Tempo 4 (na paróquia, no final de cada mês)
* O Domingo: os pais encontram-se, guiados pelo pároco/animador/casal animador, para uma avaliação da experiência feita em família e para aprofundar as questões abertas. Entretanto, as crianças preparam uma oração, um gesto, ou um sinal para manifestar na Missa alguma coisa do caminho feito e envolvendo a assembleia. Este encontro acontece ao Domingo cerca de duas horas antes da celebração da Eucaristia. Previamente combinado com os pais, pode ser no Sábado à tarde ou no Domingo à tarde.Este quarto tempo é o mesmo que o segundo encontro dos pais e das crianças na paróquia.

Para que se realize eficazmente esta catequese mensal, em quatro tempos diferentes, são indispensáveis catequistas dotados de competência para este tipo de catequese. E, sem dúvida, que a formação de catequistas tem de ser o primeiro grande passo desta proposta. Portanto, animador ou casal animador para o grupo de pais e um catequista para o grupo das crianças, sendo fundamental a coordenação entre um e outros para que o trabalho em família seja frutuoso.

Estão a ser elaborados subsídios, para os três primeiros anos: guia para os animadores e guia para os pais. O primeiro é um subsídio quer para a Catequese de Adultos com os pais, quer para a catequese na paróquia com os filhos; o segundo é para auxiliar os pais na sua conversa ou diálogo com os filhos, em casa.

O critério de fundo
O critério de fundo é colocar no centro a família e não só as crianças, privilegiando os adultos, a partir do seu papel de pais. É-lhes proposto um caminho ritmado pela iniciação cristã dos filhos, mantendo-se, assim, o percurso da catequese tradicional, permitindo, todavia, a abordagem de questões fundamentais que os próprios pais formulam enquanto adultos. Para tal, é necessária uma reformulação do itinerário segundo a dinâmica dos quatro tempos. Portanto, esta perspectiva faz com que se vá deslocando a objectiva dos filhos para os pais, das crianças para os adultos, colocando no centro do projecto catequético uma Catequese de Adultos.A Catequese Familiar aposta numa autêntica renovação da catequese, porque é uma acção de grande relevância cultural, incidindo na mentalidade dos pais, tantas vezes alheia ao evangelho, consciente de que «uma fé que não se torne cultura é uma fé que não é plenamente acolhida, internamente pensada e fielmente vivida»5. Portanto, esta proposta requer coragem e decisão: a coragem de um exame de consciência e a interpretação dos novos caminhos, não tanto para «recompor-se de posições perdidas», mas por «profecia cristã».
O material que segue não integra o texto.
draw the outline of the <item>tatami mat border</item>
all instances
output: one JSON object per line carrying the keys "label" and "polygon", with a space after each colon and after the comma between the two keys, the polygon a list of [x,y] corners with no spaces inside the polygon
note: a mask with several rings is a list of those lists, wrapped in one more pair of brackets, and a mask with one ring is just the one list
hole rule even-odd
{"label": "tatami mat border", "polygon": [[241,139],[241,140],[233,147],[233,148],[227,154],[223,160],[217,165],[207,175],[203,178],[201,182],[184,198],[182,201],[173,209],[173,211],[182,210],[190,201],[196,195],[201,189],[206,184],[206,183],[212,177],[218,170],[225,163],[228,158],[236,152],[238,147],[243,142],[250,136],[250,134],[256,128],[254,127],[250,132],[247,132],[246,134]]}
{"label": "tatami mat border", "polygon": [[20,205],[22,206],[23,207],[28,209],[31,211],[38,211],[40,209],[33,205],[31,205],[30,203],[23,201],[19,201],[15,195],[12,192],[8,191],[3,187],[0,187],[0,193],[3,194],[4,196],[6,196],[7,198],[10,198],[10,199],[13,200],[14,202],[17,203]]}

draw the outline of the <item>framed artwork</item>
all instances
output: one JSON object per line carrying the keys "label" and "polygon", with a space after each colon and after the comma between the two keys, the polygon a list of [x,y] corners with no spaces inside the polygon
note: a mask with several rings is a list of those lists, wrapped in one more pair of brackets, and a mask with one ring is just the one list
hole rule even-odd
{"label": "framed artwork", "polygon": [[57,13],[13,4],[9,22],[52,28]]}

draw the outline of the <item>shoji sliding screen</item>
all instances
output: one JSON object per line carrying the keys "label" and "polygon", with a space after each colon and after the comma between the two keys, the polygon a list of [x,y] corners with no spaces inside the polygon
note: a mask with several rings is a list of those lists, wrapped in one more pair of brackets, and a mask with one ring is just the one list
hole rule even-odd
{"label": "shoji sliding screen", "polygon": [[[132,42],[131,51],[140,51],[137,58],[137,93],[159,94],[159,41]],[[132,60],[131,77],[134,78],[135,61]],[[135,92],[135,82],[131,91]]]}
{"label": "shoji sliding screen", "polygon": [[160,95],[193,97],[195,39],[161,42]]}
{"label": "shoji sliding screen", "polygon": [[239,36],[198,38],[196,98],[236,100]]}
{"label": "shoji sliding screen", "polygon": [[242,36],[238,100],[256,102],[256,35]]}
Pe Vasco António da Cruz Gonçalves


1 JOÃO PAULO II, Catechesi tradendae, n. 68
2 IDEM, Redemptor hominis, n. 19
3 Catecismo da Igreja Católica, n. 2226
4 Cf. JOÃO PAULO II, Familiaris consortio, n. 52

5 IDEM, Ai participanti al Congresso Nazionale del Movimento Eclesiale di Impegno Culturale. (16 gennaio), in «Insegnamenti di Giovanni Paolo II», V, 1 (1982), ed. Libreria Editrice Vaticana, Città del Vaticano 1982, p. 685.